Nowa maszyna, która rozpocznie pracę na przełomie lipca i sierpnia (po zakończeniu montażu i niezbędnego szkolenia), znacząco rozszerzy możliwości produkcyjne firmy. Oprócz zwiększenia gamy kolorystycznej z 9 kolorów do 10 istotnie – o 50 proc. wzrośnie szybkość drukowania (maks. prędkość FA6 to 175 m/min), a szersza wstęga oznacza zwiększenie wydajności i obniżenie kosztów. Stacja wykrojnikowa ma szerokość 51 cm i pochodzi z modelu FA5, gdyż konstruktor nie przewidział wykrojnika o szer. 57 cm; pozwala na wykrawanie etykiet samoprzylepnych na papierze i folii. Maszyna dedykowana jest materiałom foliowym; można na niej drukować etykiety IML, shrink sleeve (PVC, PET), laminaty, a także opakowania – blistry, platynki na foliach aluminiowych oraz tzw. mixpapy. W zasadzie – jak to określa A. Nowaczyk – stanowi ona połączenie maszyny etykietowej z opakowaniową, co również przyczyni się do wzbogacenia oferty produktów. W przyszłości firma będzie mogła wytwarzać także opakowania, na co do tej pory nie pozwalała szerokość wstęgi.

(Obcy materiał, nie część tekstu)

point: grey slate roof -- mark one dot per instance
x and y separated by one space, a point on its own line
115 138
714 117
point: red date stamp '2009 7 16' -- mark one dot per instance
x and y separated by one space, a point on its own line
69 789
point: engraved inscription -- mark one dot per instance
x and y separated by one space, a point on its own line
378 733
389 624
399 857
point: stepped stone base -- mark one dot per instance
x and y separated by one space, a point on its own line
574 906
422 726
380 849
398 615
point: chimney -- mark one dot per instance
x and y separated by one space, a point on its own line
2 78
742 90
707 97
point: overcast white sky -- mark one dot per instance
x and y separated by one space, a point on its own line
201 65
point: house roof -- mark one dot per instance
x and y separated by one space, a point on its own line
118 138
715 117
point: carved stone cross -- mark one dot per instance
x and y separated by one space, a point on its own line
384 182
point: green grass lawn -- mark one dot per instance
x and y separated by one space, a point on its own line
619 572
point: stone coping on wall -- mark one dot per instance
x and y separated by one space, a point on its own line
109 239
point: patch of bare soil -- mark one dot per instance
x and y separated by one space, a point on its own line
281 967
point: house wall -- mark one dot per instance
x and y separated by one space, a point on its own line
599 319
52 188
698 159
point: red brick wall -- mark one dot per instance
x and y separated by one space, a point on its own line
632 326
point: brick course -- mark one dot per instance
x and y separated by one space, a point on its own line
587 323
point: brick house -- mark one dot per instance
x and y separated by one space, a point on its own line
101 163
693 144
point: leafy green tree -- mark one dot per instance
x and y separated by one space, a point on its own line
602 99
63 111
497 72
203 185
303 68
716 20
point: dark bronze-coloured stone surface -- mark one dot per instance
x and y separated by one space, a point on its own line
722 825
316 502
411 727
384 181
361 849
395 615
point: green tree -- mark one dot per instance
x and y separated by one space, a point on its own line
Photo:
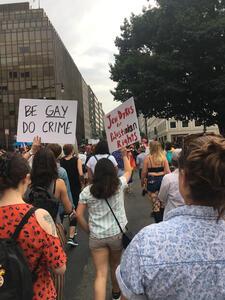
172 60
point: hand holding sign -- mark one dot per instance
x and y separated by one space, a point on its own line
121 126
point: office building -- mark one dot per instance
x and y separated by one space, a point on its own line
34 63
174 131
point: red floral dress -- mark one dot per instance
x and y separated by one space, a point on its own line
35 243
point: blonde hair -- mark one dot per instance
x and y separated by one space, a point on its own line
157 152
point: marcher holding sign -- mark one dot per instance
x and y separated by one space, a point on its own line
121 126
52 120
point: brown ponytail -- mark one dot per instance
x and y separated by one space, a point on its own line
203 162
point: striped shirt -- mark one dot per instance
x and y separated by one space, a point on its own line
102 223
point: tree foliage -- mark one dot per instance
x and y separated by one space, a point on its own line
172 60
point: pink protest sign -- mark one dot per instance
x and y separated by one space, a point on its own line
121 126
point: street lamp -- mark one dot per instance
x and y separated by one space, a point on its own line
53 86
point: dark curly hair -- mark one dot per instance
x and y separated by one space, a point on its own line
105 180
13 169
203 162
44 169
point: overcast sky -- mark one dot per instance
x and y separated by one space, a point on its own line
88 29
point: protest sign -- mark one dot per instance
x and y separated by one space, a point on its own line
53 120
93 141
121 126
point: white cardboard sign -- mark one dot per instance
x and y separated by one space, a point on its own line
53 120
121 126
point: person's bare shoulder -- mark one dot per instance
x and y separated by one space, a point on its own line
46 222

Obecnie ok. 60 proc. produkcji firmy jest realizowane na potrzeby branży spożywczej, w tym mleczarskiej; pozostali klienci reprezentują branże kosmetyczną, motoryzacyjną, farmaceutyczną i papierniczą (etykiety A4 dla drukarek laserowych i kserokopiarek). Spółka mocno wchodzi także w segment etykiet no-label look dla branży alkoholowej. W firmie Natalii realizowane są zarówno duże, jak i średnie oraz małe nakłady, do produkcji których służy zakupiona 2 lata temu cyfrowa maszyna zwojowa HP Indigo ws4500 o szer. wstęgi 330 mm. Maszyna w wersji 7-kolorowej umożliwia druk 1124 kolorów Pantone i zapewnia jakość offsetu – do 230 lpi. Można w niej stosować całą gamę podłoży: od papieru i kartonu po folie PE, PP, PVC, poliestrowe, poliwęglanowe i wiele innych.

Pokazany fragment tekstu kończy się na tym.